No sé si para hacer crítica de arte sea preciso tener conocimientos de la materia que se critica; me inclino a creer que no, pues los ejemplos de casa me no me permiten, a pesar de mi cortés deseo, tener un mejor concepto. Creo que el juicio basado en una reacción sentimental o intelectual, personalísimo, ante la obra de arte, sólo tiene valor constructivo o educativo en relación con la capacidad intelectual, con la honradez y probada competencia artística de quien lo expresa. Esta capacidad, esta honradez y competencia difícilmente pueden ser juzgadas por quienes no están, o no estuvieron, en directo contacto —que son la mayoría— con la manifestación artística; para ellos, el juicio impreso, y precisamente por serlo, ya en diarios o libros, es un valor autorizado. Ahora bien, la capacidad intelectual, la honradez y la competencia de quienes sobre asuntos de arte opinan —y principalmente sobre cuestiones musicales, por ser éstas de índole abstracta— se prestan a discusiones interminables guiadas únicamente por la predilección personal hacia tal o cual autor de crítica, o hacia tal o cual artista, intérprete o creador. Discusiones estériles por su carácter individualista y crítica sin base sólida que jamás tendrá ningún valor positivo de cultura colectiva, y mucho menos de efectiva cultura popular.
El mundo del arte es una perpetua pugna partidista, y no por ideas que sería loable, sino por personas. Los ejercitantes de la crítica de arte, provocadores de estas pugnas, escriben por inspiración divina —no quiero decir todavía, generosamente, por vanidad, por ignorancia, por ciega pasión o por medro— y divinamente eluden toda seria responsabilidad. Sería difícil que escribieran por otros motivos que su celestial inspiración, pero por si un milagro obraran por conocimiento de causa, por conocimiento técnico profundo, fundamentado, por estudio sólido de la materia que tratan, por afán de verdad desinteresada, su crítica tendría lo que es forzoso para que sea trascendente y benéfica; constructiva, en fin: claridad, honradez, conocimiento y justeza.
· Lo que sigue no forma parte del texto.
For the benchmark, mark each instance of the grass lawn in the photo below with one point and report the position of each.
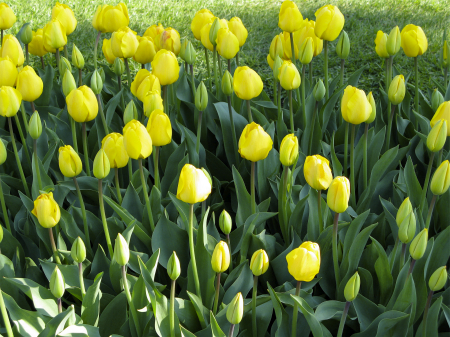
(363, 18)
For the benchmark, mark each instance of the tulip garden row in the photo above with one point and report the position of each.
(165, 204)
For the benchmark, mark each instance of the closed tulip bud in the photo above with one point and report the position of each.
(201, 97)
(159, 128)
(289, 150)
(304, 261)
(441, 179)
(82, 104)
(351, 289)
(438, 279)
(259, 262)
(419, 245)
(225, 222)
(7, 17)
(414, 42)
(319, 90)
(329, 22)
(343, 46)
(437, 136)
(69, 162)
(137, 141)
(173, 267)
(29, 84)
(113, 146)
(443, 112)
(165, 66)
(290, 18)
(46, 210)
(403, 211)
(10, 100)
(355, 106)
(35, 126)
(255, 143)
(338, 194)
(317, 172)
(235, 309)
(193, 185)
(57, 284)
(78, 251)
(394, 41)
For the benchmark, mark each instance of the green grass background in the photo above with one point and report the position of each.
(363, 18)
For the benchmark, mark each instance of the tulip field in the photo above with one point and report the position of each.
(163, 181)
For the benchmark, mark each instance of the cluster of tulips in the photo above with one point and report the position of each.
(157, 51)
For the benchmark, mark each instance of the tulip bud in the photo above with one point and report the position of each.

En cambio de esto, sólo tiene, fortalecida por el apoyo de una prensa comercial y sin escrúpulos —mucho menos artísticos—, la apariencia honrada y recta de una labor cultural que es sólo una mentira oculta con una habilidad de traficante. ¡Magnífica posición la de estos oficiantes de la crítica tras los reductos inexpugnables de la prensa reaccionaria! ¡Qué seguridad en la acción! ¡Qué fuerza y qué impunidad! (Y no quiero referirme aquí la crítica con embozo, a la crítica seudónima, eso no hay que menearlo.) ¿Es posible que una crítica así sea útil? ¿Es posible que no dañe, que no desoriente, que no sea perniciosa? ¿Cómo es posible alardear de orientadores si el criterio se encauza por torcidos senderos y, lo que es peor, a sabiendas de que son torcidos? A sabiendas, sí, pues ellos saben que obran mal, pero no les conviene hacerlo de otro modo. A sabiendas —¿o no lo saben?— de su ignorancia e impreparación, que ocultan sus ojos de la mayoría —que naturalmente no profundiza en cuestiones de arte por falta de tiempo o real interés— tras una erudición confeccionada con opiniones y juicios ajenos, cómodamente seleccionados de revistas y diarios extranjeros. Es natural —y hasta se puede ser generosamente tolerante— que quien no posee un conocimiento, por lo menos superficial, de una materia, tenga dificultad para pensar por sí mismo y opinar sobre ella; no hay nada pues de extraño en que recurran a opiniones ajenas que les allanen el camino.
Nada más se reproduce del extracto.